ИБ: Услышал я о нем, наверное, лет двадцати пяти, когда впервые в какой-то степени заинтересовался литературой. Тогда Оден был для меня всего лишь одним именем среди многих. Первым всерьез об Одене заговорил со мной Андрей Сергеев — мой приятель, переводчик с английского. Фрост (среди прочих поэтов) русскому читателю представлен Сергеевым: если для меня существовал какой-нибудь там высший или страшный суд в вопросах поэзии, то это было мнение Сергеева. Но по тем временам я Сергеева еще таким образом не воспринимал. Мы с ним только-только познакомились. После того как я освободился из ссылки, я ему принес какие-то свои стишки. Он мне и говорит: «Очень похоже на Одена». Сказано это было, по-моему, в связи со стихотворением «Два часа в резервуаре». Мне в ту пору стишки эти чрезвычайно нравились; даже и сейчас я их не в состоянии оценивать объективно. Вот почему я так заинтересовался Оденом. Тем более что я знал, что Сергеев сделал русского Фроста.
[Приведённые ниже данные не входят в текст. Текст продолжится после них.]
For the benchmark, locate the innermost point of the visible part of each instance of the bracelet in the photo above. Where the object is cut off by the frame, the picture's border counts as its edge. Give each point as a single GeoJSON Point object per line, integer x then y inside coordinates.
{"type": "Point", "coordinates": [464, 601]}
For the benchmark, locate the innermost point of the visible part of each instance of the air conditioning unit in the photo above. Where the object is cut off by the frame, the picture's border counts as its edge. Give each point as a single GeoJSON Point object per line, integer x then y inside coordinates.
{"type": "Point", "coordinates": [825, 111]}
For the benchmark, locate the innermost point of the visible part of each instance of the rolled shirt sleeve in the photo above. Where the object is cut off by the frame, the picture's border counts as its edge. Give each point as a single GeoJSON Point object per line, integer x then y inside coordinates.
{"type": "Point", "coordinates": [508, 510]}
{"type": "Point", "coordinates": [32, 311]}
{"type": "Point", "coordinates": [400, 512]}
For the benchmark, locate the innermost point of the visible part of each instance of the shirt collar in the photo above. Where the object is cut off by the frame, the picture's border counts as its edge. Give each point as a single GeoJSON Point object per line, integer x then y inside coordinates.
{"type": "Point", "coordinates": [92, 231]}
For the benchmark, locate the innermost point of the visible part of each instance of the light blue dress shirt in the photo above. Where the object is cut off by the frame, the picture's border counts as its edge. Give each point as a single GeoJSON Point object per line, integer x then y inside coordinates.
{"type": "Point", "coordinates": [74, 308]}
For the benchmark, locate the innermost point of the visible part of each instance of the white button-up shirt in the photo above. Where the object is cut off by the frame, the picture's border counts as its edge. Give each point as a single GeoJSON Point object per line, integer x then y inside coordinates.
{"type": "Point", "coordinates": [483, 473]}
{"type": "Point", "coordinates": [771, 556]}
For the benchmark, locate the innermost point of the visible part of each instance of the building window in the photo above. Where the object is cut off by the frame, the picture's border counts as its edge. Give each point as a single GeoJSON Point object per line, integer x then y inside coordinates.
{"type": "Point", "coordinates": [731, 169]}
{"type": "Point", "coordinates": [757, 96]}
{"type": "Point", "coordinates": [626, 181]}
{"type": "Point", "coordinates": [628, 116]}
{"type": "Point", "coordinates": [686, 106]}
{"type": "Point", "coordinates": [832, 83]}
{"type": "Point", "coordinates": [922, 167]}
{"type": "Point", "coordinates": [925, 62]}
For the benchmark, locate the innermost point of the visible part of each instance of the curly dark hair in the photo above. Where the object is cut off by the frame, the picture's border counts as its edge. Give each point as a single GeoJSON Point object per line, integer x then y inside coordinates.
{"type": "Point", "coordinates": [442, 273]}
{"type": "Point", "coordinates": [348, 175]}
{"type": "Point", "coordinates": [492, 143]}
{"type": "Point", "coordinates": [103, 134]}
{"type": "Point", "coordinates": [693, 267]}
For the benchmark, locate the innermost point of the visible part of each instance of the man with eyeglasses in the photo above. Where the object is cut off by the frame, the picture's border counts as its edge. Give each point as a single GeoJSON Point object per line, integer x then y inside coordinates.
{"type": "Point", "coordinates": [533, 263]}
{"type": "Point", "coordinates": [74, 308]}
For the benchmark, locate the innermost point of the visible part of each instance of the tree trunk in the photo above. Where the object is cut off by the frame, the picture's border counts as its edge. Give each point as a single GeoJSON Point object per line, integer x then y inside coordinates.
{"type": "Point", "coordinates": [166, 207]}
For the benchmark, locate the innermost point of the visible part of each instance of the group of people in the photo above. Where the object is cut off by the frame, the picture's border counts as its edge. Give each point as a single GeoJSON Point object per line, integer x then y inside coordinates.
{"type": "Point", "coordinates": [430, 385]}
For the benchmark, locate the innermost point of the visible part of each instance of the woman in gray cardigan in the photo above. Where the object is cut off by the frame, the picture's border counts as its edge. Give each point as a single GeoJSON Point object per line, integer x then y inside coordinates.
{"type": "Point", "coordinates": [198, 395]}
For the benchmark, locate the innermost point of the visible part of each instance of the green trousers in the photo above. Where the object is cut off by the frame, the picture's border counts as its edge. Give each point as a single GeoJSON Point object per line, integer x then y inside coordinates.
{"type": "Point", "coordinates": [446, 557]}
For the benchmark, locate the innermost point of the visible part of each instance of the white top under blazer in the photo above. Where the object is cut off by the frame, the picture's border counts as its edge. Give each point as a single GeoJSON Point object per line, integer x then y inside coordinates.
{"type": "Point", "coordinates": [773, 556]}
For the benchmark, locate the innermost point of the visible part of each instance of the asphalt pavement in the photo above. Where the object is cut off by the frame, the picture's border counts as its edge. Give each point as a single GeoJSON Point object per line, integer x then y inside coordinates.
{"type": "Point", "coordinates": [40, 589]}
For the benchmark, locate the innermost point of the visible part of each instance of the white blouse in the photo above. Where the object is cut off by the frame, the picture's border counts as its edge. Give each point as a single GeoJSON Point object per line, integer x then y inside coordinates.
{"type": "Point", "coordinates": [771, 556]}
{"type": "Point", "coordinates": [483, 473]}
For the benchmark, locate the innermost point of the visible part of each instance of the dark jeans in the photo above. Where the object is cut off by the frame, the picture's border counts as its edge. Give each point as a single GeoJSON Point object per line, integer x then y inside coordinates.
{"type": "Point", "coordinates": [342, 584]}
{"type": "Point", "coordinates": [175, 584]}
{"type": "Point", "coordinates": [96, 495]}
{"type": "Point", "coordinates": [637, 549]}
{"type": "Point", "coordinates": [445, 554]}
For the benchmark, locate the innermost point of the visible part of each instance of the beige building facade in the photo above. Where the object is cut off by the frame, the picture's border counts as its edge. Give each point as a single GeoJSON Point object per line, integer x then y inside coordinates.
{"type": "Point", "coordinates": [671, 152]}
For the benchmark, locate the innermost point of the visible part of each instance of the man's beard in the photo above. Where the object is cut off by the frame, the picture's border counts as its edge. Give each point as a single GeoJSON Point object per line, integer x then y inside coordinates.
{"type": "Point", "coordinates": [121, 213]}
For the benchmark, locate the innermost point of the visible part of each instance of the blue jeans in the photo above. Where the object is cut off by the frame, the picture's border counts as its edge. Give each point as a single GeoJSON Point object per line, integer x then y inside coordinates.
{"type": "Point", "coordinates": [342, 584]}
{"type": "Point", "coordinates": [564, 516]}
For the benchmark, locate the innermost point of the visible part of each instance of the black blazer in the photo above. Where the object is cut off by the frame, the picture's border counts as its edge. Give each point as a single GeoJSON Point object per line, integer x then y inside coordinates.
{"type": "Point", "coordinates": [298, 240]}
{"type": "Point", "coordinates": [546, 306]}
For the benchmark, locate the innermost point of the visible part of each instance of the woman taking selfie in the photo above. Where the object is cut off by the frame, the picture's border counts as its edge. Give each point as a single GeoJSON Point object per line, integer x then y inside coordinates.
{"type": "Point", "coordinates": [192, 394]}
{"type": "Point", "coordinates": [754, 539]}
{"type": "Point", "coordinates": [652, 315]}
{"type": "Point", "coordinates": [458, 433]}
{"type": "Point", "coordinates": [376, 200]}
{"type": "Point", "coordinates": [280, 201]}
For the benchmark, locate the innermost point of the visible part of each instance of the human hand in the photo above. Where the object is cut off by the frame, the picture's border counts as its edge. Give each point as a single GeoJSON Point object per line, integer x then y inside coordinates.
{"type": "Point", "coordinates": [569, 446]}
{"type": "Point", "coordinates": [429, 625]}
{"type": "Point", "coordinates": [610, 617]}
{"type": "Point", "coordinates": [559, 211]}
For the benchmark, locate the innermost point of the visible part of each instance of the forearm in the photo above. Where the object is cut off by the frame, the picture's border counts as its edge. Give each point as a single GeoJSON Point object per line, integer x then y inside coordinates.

СВ: Кажется, Сергеев встречался с Фростом, когда тот приезжал в Советский Союз в 1962 году?
ИБ: Да. Сергеев много занимался англоамериканской поэзией, именно поэтому я его мнение чрезвычайно ценю. Я, пожалуй, сказал бы, что мнение Сергеева о моих стишках мне всегда было важнее всего на свете. Для меня Сергеев не только переводчик. Он не столько переводит, сколько воссоздает для читателя англоязычную литературу средствами нашей языковой культуры. Потому что англоязычная и русская языковые культуры абсолютно полярны. Тем переводы, между прочим, и интересны. В этом их, если угодно, метафизическая сущность.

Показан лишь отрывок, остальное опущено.